Y si piensas que esto no puede pasar, piensa otra vez.

Sin embargo, nuestra frustración e infelicidad — así como las guerras y otros conflictos — amenazan estos derechos tan importantes. Hoy están más en peligro que nunca. El odio, la violencia y la frustración hacen que la tierra se vuelva un lugar cada vez más infeliz. Nuestro derecho a la paz y la alegría se está esfumando ante nuestros ojos, y especialmente para nuestros niños, que a menudo se sienten indefensos. Son nuestros conflictos internos, memorias, opiniones, creencias, y esa necesidad de tener razón o la última palabra, lo que no nos permite ser felices.

Hace dos meses durante una visita a Tuxtla Gutierrez, México, tuve la oportunidad de conocer a los niños y niñas de la Casa Taller. Son chicos de la calle, de familias disfuncionales, muchos de ellos envueltos en situaciones de adicción y abuso. Durante la presentación, les hice una pregunta: “¿qué le dirían a los adultos?”.

Uno de ellos me dijo: “que persigan sus sueños”, y luego agregó: “yo quiero ser maestro de robótica”. Lo miré y le dije: “Si tú lo crees, tú lo puedes conseguir. Nuestro poder está en cómo pensamos, si decimos que podemos, podemos”.

La inocencia y naturaleza de un niño está marcada por su esencia. Ellos ven el mundo de manera diferente, con una programación distinta. Debemos aprender de ellos, de su intuición e inspiración, de cómo confían en sus corazones. Si lo hacemos, tendremos hijos que creerán en sí mismos y podrán crear un mundo mejor.

Debemos comenzar a ver la vida como la ven los más pequeños: sin juicios, opiniones ni creencias limitantes; donde todos nuestros pensamientos sean puros y espontáneos. A este estado natural, lo llamé Zero Frequency®, donde todos debemos esforzarnos por estar. Los niños ya tienen esta conexión, ven la vida con ese color y libertad de la que nos hemos estado alejando lentamente. Ahora es momento de volver a esa misma frecuencia, de volver a cero.

Con el tiempo, nosotros hemos mal aprendido a escuchar a “la voz de la razón”. Volvamos a creer que todo es posible, que no hay límites para nuestros sueños. Hay una línea en el libro ‘El diario de Ana Frank’ que dice “Mientras puedas mirar al cielo sin temor, sabrás que eres puro por dentro y que pase lo que pase volverás a ser feliz”. Esta niña vivió el horror del Holocausto, pero nunca perdió la conexión con su esencia.

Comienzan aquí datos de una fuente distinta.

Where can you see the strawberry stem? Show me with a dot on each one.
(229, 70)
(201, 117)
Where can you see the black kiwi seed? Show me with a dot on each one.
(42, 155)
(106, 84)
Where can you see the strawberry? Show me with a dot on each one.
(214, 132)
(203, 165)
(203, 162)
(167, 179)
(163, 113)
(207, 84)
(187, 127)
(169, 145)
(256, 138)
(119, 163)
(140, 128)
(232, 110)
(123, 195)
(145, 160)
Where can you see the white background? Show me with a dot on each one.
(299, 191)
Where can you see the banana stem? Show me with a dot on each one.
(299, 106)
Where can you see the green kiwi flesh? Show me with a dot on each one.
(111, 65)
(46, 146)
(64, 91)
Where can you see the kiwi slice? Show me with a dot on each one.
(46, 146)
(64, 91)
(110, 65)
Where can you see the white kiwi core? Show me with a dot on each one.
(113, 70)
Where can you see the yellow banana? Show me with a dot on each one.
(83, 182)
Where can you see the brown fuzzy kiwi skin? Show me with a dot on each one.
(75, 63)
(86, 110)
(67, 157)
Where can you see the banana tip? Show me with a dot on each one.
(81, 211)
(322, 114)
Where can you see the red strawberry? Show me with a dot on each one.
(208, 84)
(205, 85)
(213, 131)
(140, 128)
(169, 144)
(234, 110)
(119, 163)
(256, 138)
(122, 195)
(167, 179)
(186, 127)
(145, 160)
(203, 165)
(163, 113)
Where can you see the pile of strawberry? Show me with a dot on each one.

Cada niño es especial y tiene talentos únicos, dones naturales y un ritmo perfecto. Es nuestro deber ayudar a nuestros hijos a recuperar y preservar esas cualidades innatas. Ellos pueden apreciar quiénes son y no dejarse llevar por lo que dicen los demás. Saben que no tienen que ser perfectos y pueden perdonar fácilmente y tener el coraje de seguir su pasión.

Los niños no llegan a nuestra vida solo para aprender, principalmente son ellos los que vienen a enseñarnos y ser nuestros maestros. Démosles el ejemplo, capturemos su esencia y empecemos a tomar 100% responsabilidad en nuestras vidas. Dejemos de culpar, de tomar las cosas personalmente y preocuparnos. Mostrémosles que los problemas son sólo un escalón hacia la libertad, y que todo pasa por alguna razón. Todo es perfecto y solo podremos llamar fracaso a algo que no aprendimos. Cada “problema” es una bendición, que nos hace crecer y nos da fuerza. Lo mejor es relajarnos, respirar y decirles “gracias”.

Si podemos mostrarles esto, también habremos aprendido su mayor lección; que es aferrarnos a la alegría, la paz y la pureza de corazón. Después de todo, es nuestro derecho de nacimiento.